Volcanic rocks in Deccan pinned down to a comet

A model to explain the formation of a vast stretch of volcanic rocks near Bombay may even explain the extinction of dinosaures

 
Last Updated: Saturday 04 July 2015

-- (Credit: Rustam Vania)SCIENTISTS at the National Geophysical Research Institute (NGRI) in Hyderabad have recently developed a model to explain the presence of a vast stretch of volcanic rocks -- the Deccan flood basalts -- in the western part of the country. And, they say their model might even explain how dinosaurs became extinct.

The Deccan flood basalts or Deccan traps that cover more than 500,000 sq km or almost one sixth of the country, were formed about 65 million years ago -- about the time when dinosaurs vanished from the earth.

According to geochronologists, a large quantity of magma had accumulated beneath the earth's surface because when the Indian subcontinent drifted towards the Asian land mass, it passed over a hot spot that melted the rocks above it. Further, because the Indian subcontinent drifted at a record speed of 20 cm each year, the friction caused also exacerbated the melting of the rocks.

The scientists say most of the eruption that formed the Deccan traps occurred over a period of about 10,000 years -- a short period for volcanic activity on such a massive scale. "This rapid course of events," says P K Agarwal, one of the scientists on the team, "indicates that a powerful trigger was necessary for the discharge of magma from the subcrustal depths to the surface in such a short time."

The volcanic eruption which is today manifest as the Deccan flood basalts, say the scientists, was possibly triggered off by the impact of a large comet or asteroid -- about 10 km or more in diameter -- that hit the Bombay offshore area and penetrated to a depth of about 20-40 km. This generated enormous energy, equivalent to a 12.4 magnitude earthquake.

The scientists say the crust below the offshore areas around Bombay is just 18 km thick -- it is 30 km thick in other areas -- and hot molten rocks characteristic of the mantle are found closer to the surface than in other regions.

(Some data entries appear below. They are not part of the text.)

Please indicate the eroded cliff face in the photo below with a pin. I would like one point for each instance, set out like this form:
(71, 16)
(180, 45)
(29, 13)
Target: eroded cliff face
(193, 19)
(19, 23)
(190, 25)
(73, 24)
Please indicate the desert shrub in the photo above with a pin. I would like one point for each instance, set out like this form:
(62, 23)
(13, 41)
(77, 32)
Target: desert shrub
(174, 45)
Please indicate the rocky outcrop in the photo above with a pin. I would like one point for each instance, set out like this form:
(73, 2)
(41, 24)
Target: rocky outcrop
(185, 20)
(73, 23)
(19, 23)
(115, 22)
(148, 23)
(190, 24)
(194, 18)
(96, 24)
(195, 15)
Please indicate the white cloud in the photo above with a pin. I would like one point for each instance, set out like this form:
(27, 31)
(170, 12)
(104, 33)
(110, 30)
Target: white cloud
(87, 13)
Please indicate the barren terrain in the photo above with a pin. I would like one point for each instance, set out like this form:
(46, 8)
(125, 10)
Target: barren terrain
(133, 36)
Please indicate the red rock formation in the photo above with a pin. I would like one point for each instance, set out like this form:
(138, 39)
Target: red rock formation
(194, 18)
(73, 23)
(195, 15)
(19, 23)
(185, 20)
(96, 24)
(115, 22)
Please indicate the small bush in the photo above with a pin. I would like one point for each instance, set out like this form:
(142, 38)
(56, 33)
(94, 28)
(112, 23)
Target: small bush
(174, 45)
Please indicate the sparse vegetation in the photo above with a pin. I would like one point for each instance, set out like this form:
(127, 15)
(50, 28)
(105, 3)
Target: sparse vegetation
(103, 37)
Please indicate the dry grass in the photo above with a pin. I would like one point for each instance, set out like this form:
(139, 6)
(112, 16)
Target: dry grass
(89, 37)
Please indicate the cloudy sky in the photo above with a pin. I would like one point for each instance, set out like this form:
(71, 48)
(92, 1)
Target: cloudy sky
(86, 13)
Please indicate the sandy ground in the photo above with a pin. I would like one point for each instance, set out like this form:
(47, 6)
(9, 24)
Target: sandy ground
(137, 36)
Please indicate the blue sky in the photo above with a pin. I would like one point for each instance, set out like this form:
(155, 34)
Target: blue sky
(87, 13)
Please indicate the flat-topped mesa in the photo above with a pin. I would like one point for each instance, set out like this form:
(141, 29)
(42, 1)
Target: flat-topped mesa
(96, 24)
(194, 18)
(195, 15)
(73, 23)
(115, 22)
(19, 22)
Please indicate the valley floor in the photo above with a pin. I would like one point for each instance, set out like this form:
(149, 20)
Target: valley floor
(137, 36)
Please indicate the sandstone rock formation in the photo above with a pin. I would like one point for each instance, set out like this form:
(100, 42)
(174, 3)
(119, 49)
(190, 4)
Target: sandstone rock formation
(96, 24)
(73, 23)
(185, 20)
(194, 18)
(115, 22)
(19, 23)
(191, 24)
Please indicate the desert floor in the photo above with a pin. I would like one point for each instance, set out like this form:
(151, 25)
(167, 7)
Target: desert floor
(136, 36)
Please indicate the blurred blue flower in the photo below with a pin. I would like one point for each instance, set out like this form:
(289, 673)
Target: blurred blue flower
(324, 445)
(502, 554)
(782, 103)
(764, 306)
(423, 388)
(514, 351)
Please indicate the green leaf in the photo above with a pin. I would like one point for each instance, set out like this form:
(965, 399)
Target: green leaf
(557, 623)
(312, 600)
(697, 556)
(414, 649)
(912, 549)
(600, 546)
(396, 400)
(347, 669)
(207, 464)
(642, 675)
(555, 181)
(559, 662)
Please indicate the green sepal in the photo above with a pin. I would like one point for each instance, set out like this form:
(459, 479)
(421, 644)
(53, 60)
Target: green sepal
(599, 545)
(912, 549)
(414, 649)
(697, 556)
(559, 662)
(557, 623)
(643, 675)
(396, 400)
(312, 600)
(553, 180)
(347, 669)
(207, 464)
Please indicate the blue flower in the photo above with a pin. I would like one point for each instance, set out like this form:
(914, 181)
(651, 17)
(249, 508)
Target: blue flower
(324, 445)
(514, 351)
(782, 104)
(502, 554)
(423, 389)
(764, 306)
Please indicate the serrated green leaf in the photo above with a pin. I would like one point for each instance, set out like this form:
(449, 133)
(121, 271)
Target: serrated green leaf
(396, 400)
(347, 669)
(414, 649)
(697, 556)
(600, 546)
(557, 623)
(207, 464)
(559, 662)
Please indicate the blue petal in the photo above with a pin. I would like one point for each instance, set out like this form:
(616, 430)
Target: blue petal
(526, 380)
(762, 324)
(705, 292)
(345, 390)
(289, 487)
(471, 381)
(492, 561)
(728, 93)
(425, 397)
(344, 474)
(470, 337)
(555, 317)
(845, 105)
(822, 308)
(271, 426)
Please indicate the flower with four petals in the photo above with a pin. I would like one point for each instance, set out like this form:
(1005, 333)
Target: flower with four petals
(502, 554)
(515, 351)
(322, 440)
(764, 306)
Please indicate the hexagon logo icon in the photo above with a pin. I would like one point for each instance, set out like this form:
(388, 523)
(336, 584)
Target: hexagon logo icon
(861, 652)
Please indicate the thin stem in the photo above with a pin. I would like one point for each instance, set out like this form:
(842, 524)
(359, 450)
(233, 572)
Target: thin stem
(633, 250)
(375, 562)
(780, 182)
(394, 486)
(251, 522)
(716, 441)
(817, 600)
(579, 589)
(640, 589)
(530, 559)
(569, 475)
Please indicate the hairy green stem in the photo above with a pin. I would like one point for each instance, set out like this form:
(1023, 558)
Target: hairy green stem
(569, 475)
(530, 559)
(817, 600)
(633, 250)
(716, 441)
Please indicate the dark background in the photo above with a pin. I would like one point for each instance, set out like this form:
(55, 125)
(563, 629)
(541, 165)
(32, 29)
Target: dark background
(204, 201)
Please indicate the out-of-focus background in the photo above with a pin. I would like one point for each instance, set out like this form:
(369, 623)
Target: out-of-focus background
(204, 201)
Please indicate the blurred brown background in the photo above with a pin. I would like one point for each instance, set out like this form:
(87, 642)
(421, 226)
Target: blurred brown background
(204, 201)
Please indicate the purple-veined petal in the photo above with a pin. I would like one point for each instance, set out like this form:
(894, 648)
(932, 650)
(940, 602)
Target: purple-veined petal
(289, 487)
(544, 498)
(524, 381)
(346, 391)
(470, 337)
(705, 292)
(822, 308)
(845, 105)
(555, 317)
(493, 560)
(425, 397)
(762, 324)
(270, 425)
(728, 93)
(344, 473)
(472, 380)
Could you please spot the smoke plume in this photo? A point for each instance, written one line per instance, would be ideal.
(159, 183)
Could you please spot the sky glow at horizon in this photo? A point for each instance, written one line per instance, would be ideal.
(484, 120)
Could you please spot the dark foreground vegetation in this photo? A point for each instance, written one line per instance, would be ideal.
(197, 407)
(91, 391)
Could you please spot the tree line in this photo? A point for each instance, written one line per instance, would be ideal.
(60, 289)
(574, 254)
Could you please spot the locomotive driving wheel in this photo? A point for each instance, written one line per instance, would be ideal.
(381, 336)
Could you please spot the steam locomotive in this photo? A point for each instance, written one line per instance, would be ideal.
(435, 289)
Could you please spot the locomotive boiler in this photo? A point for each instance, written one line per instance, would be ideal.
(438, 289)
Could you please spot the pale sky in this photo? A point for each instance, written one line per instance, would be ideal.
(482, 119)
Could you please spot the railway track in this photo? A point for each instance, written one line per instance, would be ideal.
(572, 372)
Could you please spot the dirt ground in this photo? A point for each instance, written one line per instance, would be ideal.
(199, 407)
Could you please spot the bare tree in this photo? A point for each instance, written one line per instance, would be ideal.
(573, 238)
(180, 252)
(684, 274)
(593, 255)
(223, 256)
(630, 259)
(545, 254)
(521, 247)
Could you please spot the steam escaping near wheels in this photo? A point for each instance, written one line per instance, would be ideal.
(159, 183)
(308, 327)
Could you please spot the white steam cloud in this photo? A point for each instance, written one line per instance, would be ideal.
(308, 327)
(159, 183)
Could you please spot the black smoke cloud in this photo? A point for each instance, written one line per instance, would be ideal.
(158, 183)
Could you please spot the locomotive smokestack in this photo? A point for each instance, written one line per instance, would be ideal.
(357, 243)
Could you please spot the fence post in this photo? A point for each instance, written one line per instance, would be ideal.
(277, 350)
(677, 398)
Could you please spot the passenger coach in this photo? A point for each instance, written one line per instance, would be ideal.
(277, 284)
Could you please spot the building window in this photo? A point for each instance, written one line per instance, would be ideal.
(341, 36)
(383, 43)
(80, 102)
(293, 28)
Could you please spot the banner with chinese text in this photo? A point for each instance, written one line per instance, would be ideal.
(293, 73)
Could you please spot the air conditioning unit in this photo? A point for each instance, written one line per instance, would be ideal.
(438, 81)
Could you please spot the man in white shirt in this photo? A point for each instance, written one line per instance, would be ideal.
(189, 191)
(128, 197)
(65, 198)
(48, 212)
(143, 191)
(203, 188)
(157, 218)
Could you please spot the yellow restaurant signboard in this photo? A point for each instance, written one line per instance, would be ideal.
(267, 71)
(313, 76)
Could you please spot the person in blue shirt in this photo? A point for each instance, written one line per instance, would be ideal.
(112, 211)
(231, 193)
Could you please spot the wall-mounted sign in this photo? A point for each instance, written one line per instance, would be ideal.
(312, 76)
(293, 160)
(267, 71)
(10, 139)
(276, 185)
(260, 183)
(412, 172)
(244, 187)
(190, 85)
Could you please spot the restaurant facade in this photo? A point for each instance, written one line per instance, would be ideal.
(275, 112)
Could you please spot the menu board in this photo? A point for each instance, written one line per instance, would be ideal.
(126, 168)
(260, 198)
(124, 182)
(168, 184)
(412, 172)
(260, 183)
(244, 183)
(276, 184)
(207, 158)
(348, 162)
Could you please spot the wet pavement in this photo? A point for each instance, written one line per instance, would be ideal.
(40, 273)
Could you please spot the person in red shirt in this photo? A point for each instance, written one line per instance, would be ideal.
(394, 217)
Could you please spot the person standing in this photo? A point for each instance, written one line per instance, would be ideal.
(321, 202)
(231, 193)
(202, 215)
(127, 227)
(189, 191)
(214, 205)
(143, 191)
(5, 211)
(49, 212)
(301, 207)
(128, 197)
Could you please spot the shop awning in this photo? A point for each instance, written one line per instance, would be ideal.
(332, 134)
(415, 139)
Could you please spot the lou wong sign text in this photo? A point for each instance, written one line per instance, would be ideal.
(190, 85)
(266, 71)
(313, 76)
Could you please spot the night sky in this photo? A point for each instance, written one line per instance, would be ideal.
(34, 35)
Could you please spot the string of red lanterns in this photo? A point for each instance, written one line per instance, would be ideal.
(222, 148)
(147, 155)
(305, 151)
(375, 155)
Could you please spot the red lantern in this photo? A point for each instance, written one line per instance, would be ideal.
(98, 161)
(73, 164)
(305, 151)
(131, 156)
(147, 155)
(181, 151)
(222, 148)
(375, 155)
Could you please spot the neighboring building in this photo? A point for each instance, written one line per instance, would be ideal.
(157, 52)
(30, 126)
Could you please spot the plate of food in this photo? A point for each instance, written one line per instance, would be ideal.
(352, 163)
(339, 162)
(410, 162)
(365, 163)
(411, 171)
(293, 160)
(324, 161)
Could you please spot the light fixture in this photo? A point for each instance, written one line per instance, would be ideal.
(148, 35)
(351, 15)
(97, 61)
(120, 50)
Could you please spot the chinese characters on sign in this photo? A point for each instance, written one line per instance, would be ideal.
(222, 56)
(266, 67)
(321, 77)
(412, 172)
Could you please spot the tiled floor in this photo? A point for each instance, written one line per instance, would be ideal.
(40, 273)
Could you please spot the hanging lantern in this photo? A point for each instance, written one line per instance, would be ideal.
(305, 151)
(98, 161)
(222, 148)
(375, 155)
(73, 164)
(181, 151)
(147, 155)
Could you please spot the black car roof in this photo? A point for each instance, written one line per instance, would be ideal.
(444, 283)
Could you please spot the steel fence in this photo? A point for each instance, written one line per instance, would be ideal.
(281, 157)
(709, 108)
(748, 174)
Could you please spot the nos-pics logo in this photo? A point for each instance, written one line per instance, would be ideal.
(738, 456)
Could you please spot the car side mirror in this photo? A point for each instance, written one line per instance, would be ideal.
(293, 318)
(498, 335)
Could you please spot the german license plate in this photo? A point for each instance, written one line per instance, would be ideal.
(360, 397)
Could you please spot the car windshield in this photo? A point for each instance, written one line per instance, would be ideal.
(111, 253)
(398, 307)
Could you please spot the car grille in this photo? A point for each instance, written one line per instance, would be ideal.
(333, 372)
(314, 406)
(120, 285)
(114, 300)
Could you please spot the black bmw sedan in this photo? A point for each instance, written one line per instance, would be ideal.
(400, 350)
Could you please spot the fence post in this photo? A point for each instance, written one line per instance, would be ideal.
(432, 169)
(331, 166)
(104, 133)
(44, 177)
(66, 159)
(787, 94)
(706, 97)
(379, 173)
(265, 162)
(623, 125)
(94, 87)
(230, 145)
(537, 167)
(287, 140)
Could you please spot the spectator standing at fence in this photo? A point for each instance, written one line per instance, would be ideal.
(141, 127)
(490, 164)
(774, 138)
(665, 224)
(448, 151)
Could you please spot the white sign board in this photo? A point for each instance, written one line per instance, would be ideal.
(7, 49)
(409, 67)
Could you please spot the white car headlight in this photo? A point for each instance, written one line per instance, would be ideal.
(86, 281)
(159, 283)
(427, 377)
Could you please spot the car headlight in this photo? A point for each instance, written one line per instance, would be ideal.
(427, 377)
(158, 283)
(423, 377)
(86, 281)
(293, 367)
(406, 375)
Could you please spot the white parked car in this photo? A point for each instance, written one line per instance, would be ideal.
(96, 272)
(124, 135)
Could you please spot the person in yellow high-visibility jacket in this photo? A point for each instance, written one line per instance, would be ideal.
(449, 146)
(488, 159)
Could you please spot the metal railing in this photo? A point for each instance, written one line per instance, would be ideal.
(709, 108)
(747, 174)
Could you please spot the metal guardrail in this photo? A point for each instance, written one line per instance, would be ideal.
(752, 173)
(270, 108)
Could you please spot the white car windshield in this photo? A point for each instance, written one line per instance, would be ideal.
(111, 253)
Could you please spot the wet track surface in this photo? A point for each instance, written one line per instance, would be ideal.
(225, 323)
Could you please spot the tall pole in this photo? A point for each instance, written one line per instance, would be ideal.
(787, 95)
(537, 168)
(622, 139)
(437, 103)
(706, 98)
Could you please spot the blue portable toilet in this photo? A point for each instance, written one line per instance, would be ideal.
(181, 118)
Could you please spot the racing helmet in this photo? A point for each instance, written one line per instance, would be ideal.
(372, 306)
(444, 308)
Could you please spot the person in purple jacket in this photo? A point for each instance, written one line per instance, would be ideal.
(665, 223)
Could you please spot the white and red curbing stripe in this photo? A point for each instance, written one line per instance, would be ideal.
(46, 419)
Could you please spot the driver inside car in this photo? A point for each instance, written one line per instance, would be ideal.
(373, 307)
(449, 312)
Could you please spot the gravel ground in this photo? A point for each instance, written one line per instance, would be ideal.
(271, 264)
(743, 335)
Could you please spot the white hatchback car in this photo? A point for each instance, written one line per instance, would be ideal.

Earlier observations also indicate that in an oval-shaped, 10,000-sq-km area around Bombay, there is a region that exerts a higher gravitational force than the surrounding area. "This," says O P Pandey, another member of the NGRI team, "is indicative of a denser mass of rock in that area."

The smoke, dust and ash generated by the volcanic activity, the scientists claim, could have clouded out the sun for years, interrupting plant photosynthesis and finally leading to dinosaur extinction.